Un jour son père voulut lui apprendre à lire et écrire dans cette langue. Il l’avait emmenée au milieu de ce champ de blé et lui avait demandé d’être sage et attentive. Ses paroles résonnent encore dans sa tête : – Écoute-moi bien, ma fille. Apprendre une langue demande de l’effort, de la patience et de l’amour. Je vais t’apprendre une langue qui finira par mourir si tu l’oublies un jour. Tu dois t’en rappeler et tu l’enseigneras à ton tour, ainsi elle vivra encore et encore dans la bouche, la tête et le cœur des hommes.

[…]

Elle se souvient et voit son père au milieu du champ de blé flamboyant. Il travaille la terre et elle l’imagine métamorphosé en arbre pour l’éternité. Elle est assise à ses pieds et caresse l’écorce. Elle lui raconte les choses de la vie dans cette langue qu’elle seule parle encore.

Vivre en Iran c’est infernal

2012 – Téhéran – Dans un taxi

Musique de variété iranienne qui me fait mal à la tête. Le chauffeur de taxi doit avoir dans les cinquante ans. Il a une barbe de quelques jours et les cheveux gris clairsemés sur le dessus de la tête. De beaux cernes sous les yeux et il fume.

[…]

– Vous avez un accent. Un accent étranger. Vous venez d’où ?

– J’ai grandi en France.

– Ah c’est ça, alors. À Paris ?

– Oui.

– Vous en avez de la chance.

– Oui mais ça n’a pas été facile. L’exil, vous savez…  

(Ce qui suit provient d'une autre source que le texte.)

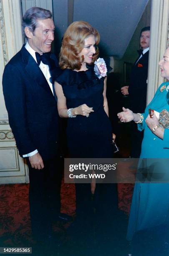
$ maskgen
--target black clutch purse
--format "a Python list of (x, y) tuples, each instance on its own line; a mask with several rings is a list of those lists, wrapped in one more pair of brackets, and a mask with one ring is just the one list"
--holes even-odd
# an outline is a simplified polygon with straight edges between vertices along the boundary
[(119, 151), (119, 148), (116, 145), (116, 143), (112, 140), (112, 146), (113, 146), (113, 153), (116, 153)]

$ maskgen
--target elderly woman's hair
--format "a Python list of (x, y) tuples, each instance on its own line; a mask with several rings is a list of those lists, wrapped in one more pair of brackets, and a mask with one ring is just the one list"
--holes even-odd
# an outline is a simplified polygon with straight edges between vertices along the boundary
[[(75, 21), (67, 29), (62, 41), (60, 54), (59, 64), (63, 69), (68, 68), (79, 70), (84, 61), (83, 55), (79, 56), (85, 46), (85, 39), (90, 36), (94, 36), (96, 45), (100, 41), (100, 35), (96, 29), (85, 21)], [(99, 51), (96, 46), (96, 54), (93, 56), (92, 63), (97, 59)]]
[(25, 27), (29, 28), (33, 33), (38, 20), (50, 19), (52, 18), (52, 14), (48, 10), (40, 7), (31, 7), (27, 10), (22, 18), (22, 28), (23, 36), (27, 38), (25, 32)]

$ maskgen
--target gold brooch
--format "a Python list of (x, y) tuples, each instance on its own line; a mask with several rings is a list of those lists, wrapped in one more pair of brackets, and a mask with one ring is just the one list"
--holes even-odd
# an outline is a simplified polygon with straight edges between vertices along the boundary
[(160, 88), (160, 92), (162, 92), (163, 91), (166, 90), (166, 85), (165, 84), (164, 84), (164, 85), (161, 86), (161, 87)]
[(168, 92), (169, 91), (169, 85), (168, 85), (167, 87), (166, 88), (166, 91)]

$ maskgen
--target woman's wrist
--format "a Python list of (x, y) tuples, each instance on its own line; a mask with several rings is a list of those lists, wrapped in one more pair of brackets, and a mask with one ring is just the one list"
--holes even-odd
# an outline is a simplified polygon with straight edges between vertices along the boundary
[(136, 114), (135, 113), (133, 113), (133, 116), (134, 118), (133, 119), (133, 121), (137, 123), (137, 122), (139, 122), (140, 119), (141, 119), (141, 117), (140, 114)]
[(74, 108), (73, 109), (73, 110), (72, 110), (72, 113), (73, 115), (78, 115), (78, 113), (76, 112), (76, 108)]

– Vivre en Iran c’est infernal. Il vaut mieux être exilé que de pourrir ici. Il vaut mieux souffrir en France qu’en Iran, croyez-moi.

– Vous n’aimez pas ce pays ?

– Si je l’aime, je l’aime comme ma mère. Mais regardez autour de vous : ces connards de dirigeants nous saignent de tous côtés. Nous sommes tous à bout.

La tulipe qui se fane ne refleurira jamais

Je suis au restaurant avec un homme qui me plait. Je veux à tout prix le séduire. Je lui fais mes regards langoureux, je deviens aussi sensuelle que possible, je suis une toile de Delacroix.

[…]

Je module ma voix, je mets mon costume de femme persane, je secoue mes voiles et, sous les feux de ses yeux déjà conquis : je lui récite Omar Khayyâm. Je commence toujours en persan et je donne ensuite la traduction en français.

[…]

Le clair rayon de la lune écarte la robe de la nuit
Bois tu ne trouveras plus un instant aussi propice
Sois heureux et sans souci car cette lune que tu vois
Déversera sa pâle lumière sur nos tombeaux bien des nuits.

[…]

Bois. Tu devras sous la terre dormir plus que ton content
Sans compagne et sans et sans confrère, camarade ou confident.
Il est un profond secret qu’il ne faut dire aux profanes :
La tulipe qui se fane ne refleurira jamais.